US eyes de-icing chemicals in bridge collapse

22 August 2007 21:57  [Source: ICIS news]

WASHINGTON (ICIS news)--De-icing chemicals may have played a role in the 1 August collapse of an eight-lane highway bridge that killed 13 people at Minneapolis, Minnesota, US federal safety officials said on Wednesday.


The National Transportation Safety Board (NTSB) said that as part of its inquiry into the disaster it is examining the chemical de-icing system that was installed on the 1,900-foot-long bridge in 1997.


The board, which is the lead federal agency investigating the accident, said it will determine which chemicals were routinely used on the 40-year-old bridge and their respective corrosive properties.
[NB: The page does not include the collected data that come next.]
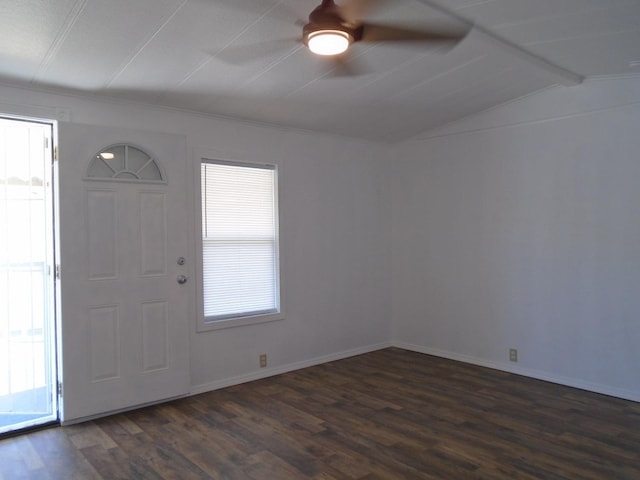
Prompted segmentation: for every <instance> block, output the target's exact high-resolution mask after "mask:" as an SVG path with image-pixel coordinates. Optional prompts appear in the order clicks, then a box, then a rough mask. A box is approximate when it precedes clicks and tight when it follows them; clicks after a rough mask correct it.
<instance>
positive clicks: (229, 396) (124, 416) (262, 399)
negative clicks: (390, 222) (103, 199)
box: [0, 348, 640, 480]
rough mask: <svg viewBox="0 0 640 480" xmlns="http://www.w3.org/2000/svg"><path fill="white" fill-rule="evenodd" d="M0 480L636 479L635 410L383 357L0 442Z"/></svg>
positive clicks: (324, 365) (470, 370)
mask: <svg viewBox="0 0 640 480" xmlns="http://www.w3.org/2000/svg"><path fill="white" fill-rule="evenodd" d="M0 479H2V480H19V479H65V480H69V479H83V480H84V479H109V480H112V479H153V480H159V479H180V480H185V479H250V480H279V479H313V480H339V479H363V480H365V479H366V480H374V479H463V480H466V479H509V480H513V479H529V480H530V479H553V480H558V479H584V480H593V479H608V480H613V479H615V480H621V479H630V480H631V479H633V480H638V479H640V404H638V403H634V402H628V401H624V400H620V399H615V398H611V397H607V396H603V395H598V394H593V393H589V392H584V391H580V390H575V389H571V388H568V387H562V386H558V385H554V384H550V383H545V382H541V381H537V380H533V379H529V378H524V377H519V376H516V375H511V374H507V373H504V372H499V371H495V370H490V369H484V368H480V367H475V366H471V365H466V364H463V363H459V362H454V361H450V360H444V359H440V358H437V357H431V356H428V355H422V354H418V353H412V352H408V351H405V350H401V349H396V348H389V349H385V350H381V351H377V352H373V353H370V354H366V355H361V356H358V357H353V358H349V359H345V360H340V361H336V362H331V363H327V364H324V365H319V366H315V367H311V368H307V369H304V370H299V371H296V372H291V373H287V374H284V375H279V376H276V377H271V378H268V379H264V380H260V381H256V382H252V383H247V384H244V385H239V386H235V387H230V388H226V389H223V390H218V391H215V392H210V393H205V394H202V395H197V396H193V397H189V398H185V399H181V400H178V401H174V402H170V403H166V404H163V405H158V406H155V407H149V408H144V409H140V410H136V411H133V412H129V413H124V414H119V415H114V416H111V417H107V418H103V419H100V420H95V421H92V422H87V423H84V424H80V425H74V426H70V427H64V428H60V427H57V428H52V429H47V430H42V431H39V432H33V433H28V434H25V435H21V436H17V437H13V438H9V439H5V440H3V441H0Z"/></svg>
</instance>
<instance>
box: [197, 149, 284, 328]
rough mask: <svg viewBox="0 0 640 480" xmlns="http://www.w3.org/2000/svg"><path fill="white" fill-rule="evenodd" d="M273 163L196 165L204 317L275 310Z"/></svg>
mask: <svg viewBox="0 0 640 480" xmlns="http://www.w3.org/2000/svg"><path fill="white" fill-rule="evenodd" d="M275 173H276V172H275V167H274V166H262V165H261V166H256V165H247V164H237V163H227V162H218V161H210V160H207V161H205V162H203V163H202V166H201V175H202V176H201V179H202V180H201V182H202V250H203V283H204V315H205V318H206V319H207V320H209V321H211V320H219V319H224V318H233V317H243V316H249V315H258V314H264V313H275V312H277V311H278V307H279V305H278V238H277V216H276V215H277V214H276V195H275V185H276V178H275Z"/></svg>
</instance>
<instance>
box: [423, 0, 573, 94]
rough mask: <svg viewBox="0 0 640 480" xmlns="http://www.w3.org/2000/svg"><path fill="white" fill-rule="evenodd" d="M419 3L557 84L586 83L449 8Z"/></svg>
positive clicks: (426, 1) (557, 64) (440, 6)
mask: <svg viewBox="0 0 640 480" xmlns="http://www.w3.org/2000/svg"><path fill="white" fill-rule="evenodd" d="M417 1H418V2H420V3H422V4H424V5H426V6H427V7H430V8H432V9H434V10H437V11H439V12H440V13H443V14H445V15H447V16H449V17H451V18H453V19H455V20H456V21H458V22H461V23H462V24H464V25H465V26H466V27H468V28H469V29H470V30H471V29H473V31H475V32H476V33H479V34H481V35H482V36H483V37H485V38H486V39H488V40H489V41H491V42H492V43H494V44H496V45H497V46H498V47H500V48H501V49H503V50H504V51H505V52H507V53H509V54H511V55H513V56H514V57H517V58H518V59H520V60H523V61H525V62H526V63H528V64H530V65H532V66H533V67H535V68H536V69H538V70H540V71H543V72H545V73H547V74H549V75H550V76H551V78H553V79H554V80H555V81H556V82H557V83H559V84H561V85H566V86H575V85H580V84H581V83H582V82H583V81H584V76H583V75H580V74H578V73H576V72H574V71H572V70H569V69H567V68H564V67H562V66H560V65H558V64H556V63H553V62H551V61H549V60H547V59H546V58H544V57H542V56H540V55H537V54H535V53H533V52H531V51H529V50H527V49H526V48H523V47H521V46H520V45H518V44H516V43H514V42H512V41H511V40H508V39H506V38H504V37H502V36H500V35H498V34H497V33H495V32H493V31H492V30H490V29H488V28H487V27H484V26H482V25H479V24H478V23H476V22H474V21H473V20H471V19H469V18H467V17H465V16H464V15H461V14H460V13H458V12H456V11H455V10H452V9H450V8H447V7H445V6H443V5H440V4H439V3H437V2H434V1H433V0H417Z"/></svg>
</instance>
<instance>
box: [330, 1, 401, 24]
mask: <svg viewBox="0 0 640 480" xmlns="http://www.w3.org/2000/svg"><path fill="white" fill-rule="evenodd" d="M385 4H387V5H392V4H393V1H392V0H348V1H345V2H344V4H343V5H340V6H339V7H338V8H339V11H340V15H341V16H342V17H343V18H344V19H345V20H349V21H351V22H357V21H360V20H361V19H362V18H363V17H366V16H367V15H368V14H370V13H372V12H374V11H375V10H378V9H380V8H382V7H383V6H384V5H385Z"/></svg>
Some bridges in Minnesota and other US states that experience harsh winter weather are fitted with nozzle systems that can spray de-icing or anti-icing chemicals on bridge roadways.
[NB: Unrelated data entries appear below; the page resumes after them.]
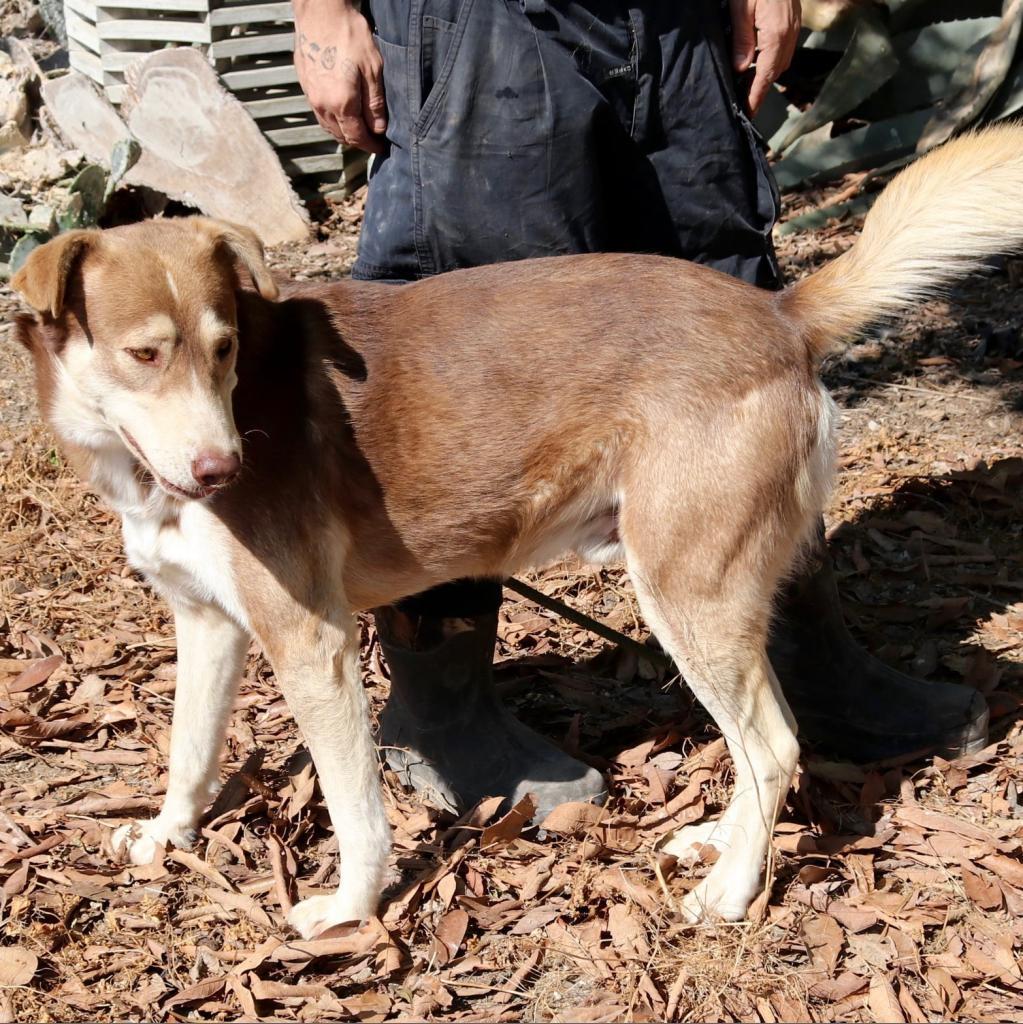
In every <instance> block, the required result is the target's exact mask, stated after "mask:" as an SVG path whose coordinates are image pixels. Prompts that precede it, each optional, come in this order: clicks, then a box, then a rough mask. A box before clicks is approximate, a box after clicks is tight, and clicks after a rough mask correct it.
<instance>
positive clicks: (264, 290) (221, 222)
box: [198, 217, 279, 299]
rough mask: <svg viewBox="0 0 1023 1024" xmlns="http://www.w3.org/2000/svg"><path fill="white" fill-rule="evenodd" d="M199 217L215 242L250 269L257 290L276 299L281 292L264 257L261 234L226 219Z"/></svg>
mask: <svg viewBox="0 0 1023 1024" xmlns="http://www.w3.org/2000/svg"><path fill="white" fill-rule="evenodd" d="M198 219H199V220H201V221H202V224H203V226H204V227H205V228H206V230H207V231H209V232H210V234H212V236H213V241H214V243H215V244H219V245H221V246H223V248H224V249H226V250H227V252H228V253H230V255H231V256H232V257H233V258H235V259H237V260H238V261H239V262H240V263H241V264H242V265H243V266H244V267H245V268H246V270H248V271H249V274H250V276H251V278H252V283H253V284H254V285H255V286H256V291H257V292H259V294H260V295H261V296H262V297H263V298H264V299H275V298H276V297H278V294H279V292H278V286H276V282H274V280H273V278H272V276H271V275H270V270H269V267H268V266H267V265H266V261H265V260H264V259H263V244H262V242H260V241H259V236H258V234H256V232H255V231H254V230H252V229H251V228H249V227H243V226H242V225H241V224H232V223H230V222H229V221H226V220H214V219H212V218H211V217H200V218H198Z"/></svg>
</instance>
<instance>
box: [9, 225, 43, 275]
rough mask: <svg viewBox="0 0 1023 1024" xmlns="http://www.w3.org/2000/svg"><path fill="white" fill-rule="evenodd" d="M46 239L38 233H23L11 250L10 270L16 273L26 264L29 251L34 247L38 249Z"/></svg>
mask: <svg viewBox="0 0 1023 1024" xmlns="http://www.w3.org/2000/svg"><path fill="white" fill-rule="evenodd" d="M44 241H45V239H42V238H40V237H39V236H38V234H23V236H22V237H20V238H19V239H18V240H17V242H15V243H14V248H13V249H12V250H11V251H10V260H9V261H8V263H9V265H10V272H11V273H12V274H13V273H16V272H17V271H18V270H20V269H22V267H23V266H24V265H25V261H26V260H27V259H28V258H29V253H31V252H32V250H33V249H38V248H39V247H40V246H41V245H42V244H43V242H44Z"/></svg>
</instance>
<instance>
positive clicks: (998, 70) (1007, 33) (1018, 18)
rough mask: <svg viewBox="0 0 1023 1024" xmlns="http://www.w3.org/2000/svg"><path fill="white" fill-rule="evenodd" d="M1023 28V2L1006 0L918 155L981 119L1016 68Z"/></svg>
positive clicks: (957, 70) (935, 119)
An official with the Minnesota Department of Transportation (MDOT) said he was not sure which chemicals were routinely used on the Interstate 35W bridge span that collapsed at the peak of evening rush hour into the Mississippi River.


More than 100 automobiles and their occupants fell some 100 feet with the collapsing span into the river or onto its banks.  A number of construction workers and their equipment also were on the bridge at the time.


An MDOT official said, however, that chemicals typically used to de-ice bridges in the state include calcium magnesium acetate and potassium acetate.


The NTSB emphasized that it has not yet reached even a preliminary explanation for the bridge collapse and that the de-icing chemicals are only one of multiple factors being considered in the investigation.